The S&P closed at 6,305, up 9 points. We tagged that 6,336 intraday high before pulling back. This morning’s action suggests the market is tired. That pullback I’ve been calling for feels closer. I'm still in the camp, which says: be patient. Keep new money in a government money market fund (earning 4.25%) and wait for more clarity as we approach August 1st.
Want to talk about strategy?
Sweet sausage with peppers and onions
This is a classic — simple to make, full of flavor, and perfect for feeding a crowd on the weekend. Whether you’re making subs or serving it up appetizer-style, it’s always a hit.
Here’s what you’ll need: Italian sweet sausages, red, green, and yellow bell peppers (sliced), Yellow onions (sliced), Garlic (a couple of cloves, smashed), s&p, Olive oil, Fresh Italian sub rolls (if making sandwiches).
Preheat your grill to high.
In a large sauté pan, heat some olive oil over medium-high heat. Add the smashed garlic cloves and sauté until fragrant — careful not to burn them.
Toss in the sliced onions and let them soften for a few minutes. Then add the sliced peppers, season with salt and pepper, cover the pan, and reduce the heat to medium. Let it all cook down until soft and sweet.
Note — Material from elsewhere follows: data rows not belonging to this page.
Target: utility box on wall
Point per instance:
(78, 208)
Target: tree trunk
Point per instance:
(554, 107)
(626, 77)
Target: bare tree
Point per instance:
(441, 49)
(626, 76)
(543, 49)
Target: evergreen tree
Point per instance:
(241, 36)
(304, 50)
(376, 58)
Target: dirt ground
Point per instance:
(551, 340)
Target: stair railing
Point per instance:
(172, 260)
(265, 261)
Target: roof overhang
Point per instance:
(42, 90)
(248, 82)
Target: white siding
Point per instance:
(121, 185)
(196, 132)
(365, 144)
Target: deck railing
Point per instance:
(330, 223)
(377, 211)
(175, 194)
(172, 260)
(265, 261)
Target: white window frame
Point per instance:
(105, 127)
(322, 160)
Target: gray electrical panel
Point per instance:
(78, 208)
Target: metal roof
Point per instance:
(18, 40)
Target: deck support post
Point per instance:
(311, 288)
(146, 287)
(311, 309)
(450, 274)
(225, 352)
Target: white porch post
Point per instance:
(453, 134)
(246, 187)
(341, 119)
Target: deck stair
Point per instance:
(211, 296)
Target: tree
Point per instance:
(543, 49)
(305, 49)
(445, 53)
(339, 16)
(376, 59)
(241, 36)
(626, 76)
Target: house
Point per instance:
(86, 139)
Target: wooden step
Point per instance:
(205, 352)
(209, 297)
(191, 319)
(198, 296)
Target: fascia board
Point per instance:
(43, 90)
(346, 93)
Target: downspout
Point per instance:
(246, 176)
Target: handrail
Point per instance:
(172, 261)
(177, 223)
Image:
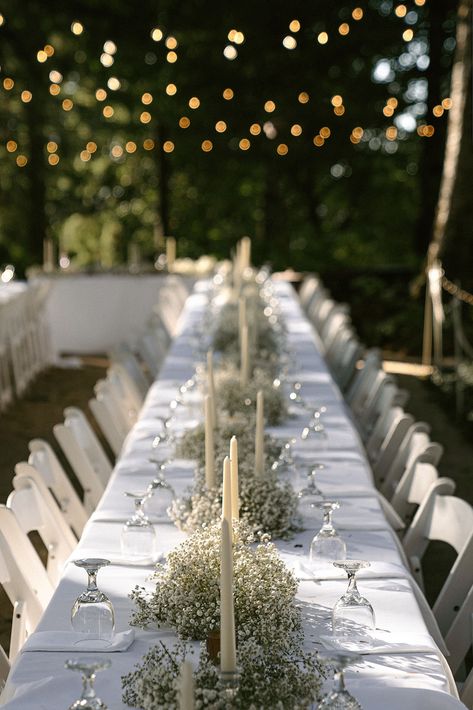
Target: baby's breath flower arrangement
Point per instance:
(192, 443)
(283, 679)
(187, 592)
(234, 398)
(266, 505)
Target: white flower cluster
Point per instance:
(187, 592)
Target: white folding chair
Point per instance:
(36, 510)
(414, 445)
(23, 577)
(43, 458)
(84, 453)
(442, 518)
(413, 487)
(4, 670)
(107, 412)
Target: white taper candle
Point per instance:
(209, 444)
(234, 478)
(259, 435)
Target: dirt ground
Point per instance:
(35, 414)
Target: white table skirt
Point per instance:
(389, 680)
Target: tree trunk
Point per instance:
(431, 159)
(453, 234)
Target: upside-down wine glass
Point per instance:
(92, 612)
(327, 545)
(310, 493)
(339, 698)
(353, 617)
(138, 537)
(88, 667)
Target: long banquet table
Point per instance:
(404, 670)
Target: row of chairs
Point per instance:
(418, 502)
(45, 501)
(25, 347)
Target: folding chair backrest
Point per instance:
(448, 519)
(79, 424)
(23, 577)
(43, 458)
(108, 417)
(36, 510)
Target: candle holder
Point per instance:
(230, 681)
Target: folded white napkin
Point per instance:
(381, 642)
(77, 642)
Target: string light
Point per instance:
(77, 28)
(289, 42)
(109, 47)
(113, 83)
(156, 34)
(230, 52)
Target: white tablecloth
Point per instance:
(413, 677)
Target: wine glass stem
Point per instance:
(352, 588)
(92, 580)
(88, 690)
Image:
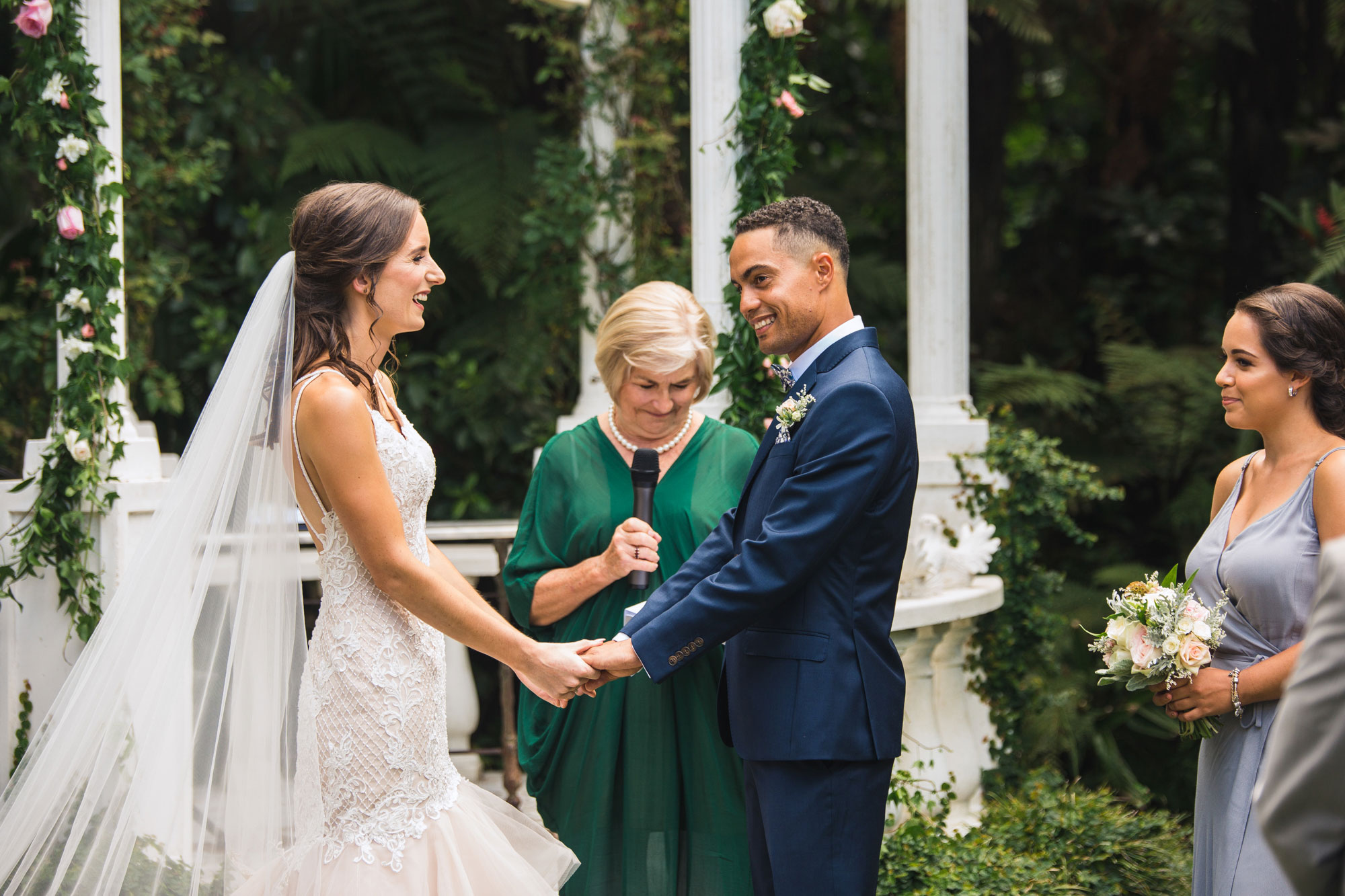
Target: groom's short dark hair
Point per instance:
(800, 225)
Meanwhile, grill the sausages — get a nice char on the outside, but don’t let the flames scorch them. Once they’re browned and cooked through, pull them off the grill and set aside.
Now comes the fun part!
In a large aluminum pan (great for serving and cleanup), you’ve got two options:
Option 1: Leave the sausages whole, nestle them in the pan, and cover them with the sautéed peppers and onions. Cover with foil and keep warm in the oven until ready to serve.
Option 2: Slice the sausages into bite-sized pieces, toss them into the pan, and spoon the peppers and onions over the top. This is a great option if you’re serving them buffet-style or as a hearty appetizer.
Making sandwiches? Just grab a warm Italian roll, load it up, and enjoy.